– Torth, jeśli maczałeś w tym swoje brudne łapska, to cię rozerwę na strzępy – wysyczała. – Czuję, że coś ukrywa – zwróciła się do męża. – Patrz mi w oczy, a nie w obrus! – warknęła do syna.
Starszy Tonescu rozpłakał się.
– To nie ja. Ja go tylko trzymałem. – Rozmazał się i posmarkał. – Potem było mi żal, bo Aladar tak okropnie krzyczał. – Torth płakał w głos.
– Aladar! – krzyknęła Gunda.
Rzuciła się na syna, ale Haifan zdołał ją powstrzymać. Potem wydarzenia potoczyły się błyskawicznie: Gunda zemdlała, Edda ją cuciła, Leo poszedł wyprowadzić wóz z garażu, bo ani Haifan, ani tym bardziej jego żona, nie byli w stanie prowadzić; potem Haifan próbował spuścić lanie synowi, ale przerwał w połowie.
Potem równie nagle zrobiło się bardzo cicho, gdy Leo, Haifan, Gunda i Torth pojechali do szpitala.
– Jak miał na Imię Aladar? – Gavein pierwszy raz w życiu odważył się spytać o czyjeś Imię Ważne.
– Flomir – odpowiedziała Edda.
Flomir oznaczało: „Od ognia”, było Imieniem Żywiołu.
– Przepadł ci film, Haigh – zauważył Gavein. – Maslynnaja i Solobina.
– Pieprzę je obie – mruknął Haigh. – I to jednocześnie…
Zapadło milczenie.
– A ty, Dave, nie masz przypadkiem na Imię Aeriel, co? – spytał nieoczekiwanie Haigh.
Gavein wzdrygnął się.
– Zgadłeś.
– A ile byłeś na sekundowej wysokości?
– Pilot powiedział, że prawie dwadzieścia siedem godzin.
– Przebadaj ty się, chłopie, na białaczkę.
Było jasne, dlaczego na dużej wysokości widział tak wiele samolotów. Po prostu zgęściły się jak fotony nadlatujące od gwiazd.
12.
Leo wrócił późnym wieczorem sam. Gundula i Haifan czuwali przy poparzonym dziecku, Tortha zaś zatrzymała policja. Blady i zmięty po nieprzespanej nocy, Haifan dotarł do domu pierwszym porannym autobusem. Aladar zmarł nad ranem, nie odzyskawszy przytomności. Załamaną nerwowo Gundę zatrzymano na oddziale kobiecym tego samego szpitala.

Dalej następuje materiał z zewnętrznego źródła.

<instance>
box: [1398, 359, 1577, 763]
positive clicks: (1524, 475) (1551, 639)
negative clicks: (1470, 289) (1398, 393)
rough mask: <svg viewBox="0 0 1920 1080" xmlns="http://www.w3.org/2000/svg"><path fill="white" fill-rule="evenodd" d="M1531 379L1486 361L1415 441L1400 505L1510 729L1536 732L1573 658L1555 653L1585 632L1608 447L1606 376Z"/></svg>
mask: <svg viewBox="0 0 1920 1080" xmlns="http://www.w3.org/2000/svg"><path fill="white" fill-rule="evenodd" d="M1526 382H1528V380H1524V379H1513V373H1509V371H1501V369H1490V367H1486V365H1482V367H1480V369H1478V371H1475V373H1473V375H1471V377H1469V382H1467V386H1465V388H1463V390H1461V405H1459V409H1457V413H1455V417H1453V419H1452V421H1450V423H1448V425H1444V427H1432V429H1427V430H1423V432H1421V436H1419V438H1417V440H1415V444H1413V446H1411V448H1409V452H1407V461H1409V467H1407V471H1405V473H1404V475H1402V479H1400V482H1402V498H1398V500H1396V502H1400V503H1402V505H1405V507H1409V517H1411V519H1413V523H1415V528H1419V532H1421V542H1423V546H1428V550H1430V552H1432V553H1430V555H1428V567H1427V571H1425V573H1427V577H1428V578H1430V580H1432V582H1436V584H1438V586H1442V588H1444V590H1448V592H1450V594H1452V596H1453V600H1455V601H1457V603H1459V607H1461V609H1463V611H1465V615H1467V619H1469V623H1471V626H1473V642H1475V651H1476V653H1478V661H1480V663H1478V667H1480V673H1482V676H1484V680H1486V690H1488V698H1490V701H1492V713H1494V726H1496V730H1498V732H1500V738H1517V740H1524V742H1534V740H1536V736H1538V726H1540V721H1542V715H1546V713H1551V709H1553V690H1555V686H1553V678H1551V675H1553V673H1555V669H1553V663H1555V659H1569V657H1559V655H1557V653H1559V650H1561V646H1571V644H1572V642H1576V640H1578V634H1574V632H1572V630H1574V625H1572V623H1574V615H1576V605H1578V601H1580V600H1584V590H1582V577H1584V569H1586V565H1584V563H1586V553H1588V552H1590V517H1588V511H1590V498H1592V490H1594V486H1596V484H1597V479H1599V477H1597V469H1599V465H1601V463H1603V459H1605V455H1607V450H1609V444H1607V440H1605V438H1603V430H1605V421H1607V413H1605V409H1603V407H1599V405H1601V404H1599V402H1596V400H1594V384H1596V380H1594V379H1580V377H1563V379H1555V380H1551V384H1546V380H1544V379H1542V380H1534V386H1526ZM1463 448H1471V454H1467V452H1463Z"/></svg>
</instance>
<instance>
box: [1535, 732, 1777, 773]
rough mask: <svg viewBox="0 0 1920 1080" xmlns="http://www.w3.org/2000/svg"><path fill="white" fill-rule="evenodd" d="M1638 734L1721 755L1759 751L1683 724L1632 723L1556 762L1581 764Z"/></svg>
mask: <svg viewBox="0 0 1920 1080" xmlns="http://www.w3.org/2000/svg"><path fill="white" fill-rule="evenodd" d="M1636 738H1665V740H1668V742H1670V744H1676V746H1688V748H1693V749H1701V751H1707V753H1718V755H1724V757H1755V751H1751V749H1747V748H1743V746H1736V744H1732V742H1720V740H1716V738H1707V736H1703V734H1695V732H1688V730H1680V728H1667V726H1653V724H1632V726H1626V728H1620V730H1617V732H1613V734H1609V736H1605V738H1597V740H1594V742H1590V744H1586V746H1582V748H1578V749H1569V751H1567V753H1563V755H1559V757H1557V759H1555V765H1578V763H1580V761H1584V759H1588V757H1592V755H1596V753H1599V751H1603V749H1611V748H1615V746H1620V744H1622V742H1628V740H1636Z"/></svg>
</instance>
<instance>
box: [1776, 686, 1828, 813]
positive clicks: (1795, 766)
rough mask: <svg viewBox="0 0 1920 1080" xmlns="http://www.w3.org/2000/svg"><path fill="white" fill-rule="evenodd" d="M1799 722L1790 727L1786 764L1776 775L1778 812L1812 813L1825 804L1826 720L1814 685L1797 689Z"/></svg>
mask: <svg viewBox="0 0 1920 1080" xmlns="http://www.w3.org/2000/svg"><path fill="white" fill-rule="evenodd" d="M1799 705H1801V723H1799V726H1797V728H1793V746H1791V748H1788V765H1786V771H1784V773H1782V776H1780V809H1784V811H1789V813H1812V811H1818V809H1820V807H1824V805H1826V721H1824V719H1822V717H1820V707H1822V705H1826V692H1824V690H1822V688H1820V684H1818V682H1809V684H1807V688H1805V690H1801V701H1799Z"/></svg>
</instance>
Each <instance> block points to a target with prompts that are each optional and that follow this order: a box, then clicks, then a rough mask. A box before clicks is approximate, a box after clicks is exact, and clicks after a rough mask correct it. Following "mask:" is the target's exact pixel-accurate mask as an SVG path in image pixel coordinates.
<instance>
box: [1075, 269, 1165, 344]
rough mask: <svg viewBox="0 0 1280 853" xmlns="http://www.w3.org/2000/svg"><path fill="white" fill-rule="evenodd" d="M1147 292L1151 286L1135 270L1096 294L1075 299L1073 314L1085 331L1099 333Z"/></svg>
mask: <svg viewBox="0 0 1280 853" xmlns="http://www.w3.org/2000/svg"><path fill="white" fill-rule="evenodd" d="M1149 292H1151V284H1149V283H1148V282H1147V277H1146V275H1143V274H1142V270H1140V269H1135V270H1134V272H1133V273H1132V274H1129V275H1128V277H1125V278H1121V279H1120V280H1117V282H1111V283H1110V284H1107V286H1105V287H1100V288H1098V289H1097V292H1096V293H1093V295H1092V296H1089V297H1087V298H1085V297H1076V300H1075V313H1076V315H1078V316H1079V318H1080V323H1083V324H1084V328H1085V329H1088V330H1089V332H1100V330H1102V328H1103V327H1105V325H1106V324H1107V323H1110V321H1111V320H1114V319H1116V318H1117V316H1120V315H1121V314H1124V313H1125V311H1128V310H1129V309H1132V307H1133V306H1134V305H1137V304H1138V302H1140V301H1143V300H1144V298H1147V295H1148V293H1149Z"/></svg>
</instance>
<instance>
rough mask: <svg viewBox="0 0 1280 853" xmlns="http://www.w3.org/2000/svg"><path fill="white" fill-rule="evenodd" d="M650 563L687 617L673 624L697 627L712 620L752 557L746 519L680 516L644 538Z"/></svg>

Zapanowała przykra atmosfera. Gavein pojawiał się, aby przełknąć swój makaron i pizzę, i zaraz znikał. Wolał leżeć na materacu lub na wykładzinie dywanowej ze wzrokiem wlepionym w okno lub sufit. Telefon milczał.
Wybrał się na film z Maslynnają i Solobiną, bo innego nie grano w okolicznych kinach. Przyznał rację Haighowi: obie aktorki były szczególnie zbudowane. Niestety, wynudził się: treścią filmu było wyłącznie pokazywanie.
Tu też tak samo. Ani trochę lepiej – pomyślał z goryczą, zauważywszy, że podobnie jak w Lavath filmy kinowe miały celowo uproszczoną fabułę. Później przekonał się, że z programami telewizyjnymi robiono to samo.
Gdy siedział w kinie, Hilgret została śmiertelnie porażona prądem podczas prasowania bielizny. Tracąc przytomność, upadła bardzo niefortunnie: sznur owinął się wokół niej, a prąd długo płynął przez jej ciało. Od żelazka zajął się dywan. Edda wróciła dość wcześnie, by ugasić wykładzinę, zbyt późno jednak, by uratować Hilgret.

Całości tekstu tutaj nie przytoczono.